TalkTalk defends website spying

TalkTalk has today issued a statement defending its recent action of spying on customers, reiterating its assertion that its website tracker is only part of its anti-malware program, not an attempt to invade users’ privacy.

It said that its approach is designed to make the internet “a safer place”, scanning the URLs of websites visited and comparing them to a database of threats, allowing TalkTalk to block such threats before customers engage them.

Websites that are found to be clean will be stored in a “white list” database and automatically deleted after 24 hours, while websites found to contain malware are stored in a “black list” database for a full week before being deleted. TalkTalk also said that it will be storing this in a “temporary electronic state”, not a conventional accessible storage medium, suggesting that customers need not fear about anyone accessing their data.

TalkTalk also said that the system will only record the destination URLs, not who sends them or any other personal data, which means it should be impossible to link the two. This will be vital if it hopes its anti-malware system, which will be opt-in only, is to be widely adopted.

Another important clarification it offered was that it does not scan or record secure website URLs (i.e. those with https), allaying fears that TalkTalk’s spy system could be monitoring your online banking and other private affairs.

The problem is that many will not believe an anti-malware system justifies the invasion of privacy, particularly considering no one was ever told about this until some customers spotted the stalking TalkTalk IP addresses.
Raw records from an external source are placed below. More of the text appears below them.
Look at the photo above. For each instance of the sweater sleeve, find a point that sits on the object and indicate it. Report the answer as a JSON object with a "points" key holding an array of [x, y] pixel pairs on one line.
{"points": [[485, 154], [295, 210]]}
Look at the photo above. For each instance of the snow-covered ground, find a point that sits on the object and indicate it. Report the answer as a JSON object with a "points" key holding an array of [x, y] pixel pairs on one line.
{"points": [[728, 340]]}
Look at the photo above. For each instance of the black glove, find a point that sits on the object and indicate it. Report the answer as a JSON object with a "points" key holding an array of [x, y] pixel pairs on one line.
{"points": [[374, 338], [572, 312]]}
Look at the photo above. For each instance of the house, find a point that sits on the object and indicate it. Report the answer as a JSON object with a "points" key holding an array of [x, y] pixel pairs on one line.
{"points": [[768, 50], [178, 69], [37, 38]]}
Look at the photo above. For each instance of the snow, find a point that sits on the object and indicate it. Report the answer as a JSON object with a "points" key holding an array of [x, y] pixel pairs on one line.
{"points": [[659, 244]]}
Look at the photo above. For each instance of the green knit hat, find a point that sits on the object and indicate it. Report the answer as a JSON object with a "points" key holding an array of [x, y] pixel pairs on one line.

It is not clear why TalkTalk did not announce this system until after it had been caught in the act, but it certainly gives a bad impression to customers.

Another issue is that the testing period for the system is not opt-in, but rather opt-out, which means all TalkTalk customers are unwittingly sending their visited websites to TalkTalk’s database unless they tell the company to stop. 

However, one commenter on our previous story on TechEye revealed that TalkTalk was still monitoring him even though he requested it cease in May of this year. If this is so, and if others are also experiencing this problem, it creates an even greater privacy concern for everyone using the TalkTalk service.

The TalkTalk statement in full is as follows:

As a network operator, TalkTalk receives and processes billions of requests daily from its customers to connect to websites across the internet.

We route these requests across our network and beyond but inevitably this exposes our customers to the countless viruses, worms, spyware and other malicious pieces of software out there on the internet.

As I’ve mentioned before, the aim of our new internet security technology, which will be free and opt-in only, is to help make the internet a safer place for our customers by warning them if their computer or device connected to their home broadband is viewing a page that contains viruses or other online threats.

Our new internet security technology will include an anti-malware system which has been tested in the TalkTalk network. (Malware is the name given to any software designed to infiltrate a person’s computer without their consent.)

As requests move through the network, the anti-malware system filters and records the website URLs to which our network has been asked to connect. The system simply records the destination website URLs; it does not record who sends the request or other personal data with the URL.

Being located in the TalkTalk network, the system is subject to the same high level of security applicable to the TalkTalk network and TalkTalk’s customer data. The process is not dissimilar to how we record voice traffic.

The system scans website URLs for malware and other viruses and then places each website URL in a white list (if the scan is clean – this is retained for up to 24 hours and then automatically deleted) or a black list (if the scan shows viruses, malware or other irregularities – this is retained for up to 7 days and then automatically deleted).

Given the volume of website URLs, these lists are recorded in a temporary electronic state and not in conventional accessible storage. When the anti-malware service goes live to customers, these lists will in future be used to alert customers to websites suspected to have malware or viruses.

Importantly, the anti-malware system does not record or scan any secure “https” website URLs.

And TalkTalk’s use of the anti-malware system is compliant with the Privacy and Electronic Communications (EC Directive) Regulations 2003 and the Data Protection Act 1998.